Friday, November 27, 2009

Week 12 Readings

I liked this weeks articles, and they were on a topic I'm interested in so that was even better. I particularly liked how it wasn't just a bunch of articles on tagging or folksonomy in general, rather articles on different aspects of folksonomy and what it can be used for (i.e. library instruction, academic library, etc.) I did think the articles were pretty basic though, almost bordering on to basic. The chosen articles could have used bit more depth but it was good that they were on things relating to libraries though.

1.) Allan, "Using a Wiki"

This article was about how libraries can use a wiki to make library instruction better for sharing information, facilitating collaboration in the creation of resources, and efficiently dividing up work loads among different librarians. A wiki is kind of like a word document where you can edit text and attach files.

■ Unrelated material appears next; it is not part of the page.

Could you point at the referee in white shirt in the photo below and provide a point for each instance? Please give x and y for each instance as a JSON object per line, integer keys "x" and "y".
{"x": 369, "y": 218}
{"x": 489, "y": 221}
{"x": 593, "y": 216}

This article focuses mainly on how wikis can be used to help in library instruction, whether from the library itself or in a particular class with the help of a professor. Library instruction wikis have to main uses, sharing of knowledge and ability and to cooperate in creating resources. Wikis are extremely easy to use and free to create. Once you create one you can invite other users to participate in it and they can change the wiki. Wikis are beginning to catch on in many different workplaces.

This was an interesting article, yet somewhat basic. I also think that there are many more useful way to use a wiki than in library instruction, yet it would be helpful in this also.

2.)Arch, "Creating the Academic Library Folksonomy"

This article is about social tagging and the advantages to it in libraries. Social tagging is a new phenomenon which allows people to create tags for websites and store them online. This could be very useful to libraries. It could help them better help their users in their research goals and needs. The article then gives some examples of sites that use tagging like delicious.

I had a fairly big problem with this article, especially since it was written in 2007 (fairly recently). The article makes it seem like the only thing tagging is good for is a glorified bookmarking system. It talks about how you can save and tag a website and then retrieve it later on a different computer, much like just bookmarking it to a server so it can be found on other computers. Social tagging compatibilities go way beyond this; this is only a small part of the advantages of being able to tag things. Tagging allows things to be stored and organized in ways the physical world was never able to. With tagging you can organize a book under a lot of different categories instead of it having to be on a specific spot on a shelf. The article touched on the advantages of tagging but was way to narrow and did not begin to show the scope of what is possible with tagging.

3.)Wales "How a ragtag band created Wikipedia"

This was an interesting video, much like the Google one we watched earlier in the semester, as it explained how Wikipedia was formed, its goals, and what it currently is working on. Wikipedia is a free encyclopedia written by thousands of volunteers. The goal of the organization is to provide access to as much information as possible to as many people as possible.

The one thing I liked most about the video is that it addressed the main issues/controversies/myths people have about Wikipedia. The main issue being that many people believe that because anybody can contribute and change a Wikipedia article that it is not reliable, especially because people can edit articles anonymously. The creator says that this is not as big of a problem as people think. The software Wikipedia uses is open ended where everything is left up to volunteers, because of this people police themselves and other users, instead of just creating false articles. Wikipedia maintains a neutral point of view, and again because many people may be working on the same article this is not as hard to do as people may think (even with political issues they can maintain a neutral point of view). The one thing I thought was very interesting is what the creator called the "Google Test" meaning that if the topic of an article does not show up in a google search then it is probably not worthwhile enough to have an encyclopedia article about.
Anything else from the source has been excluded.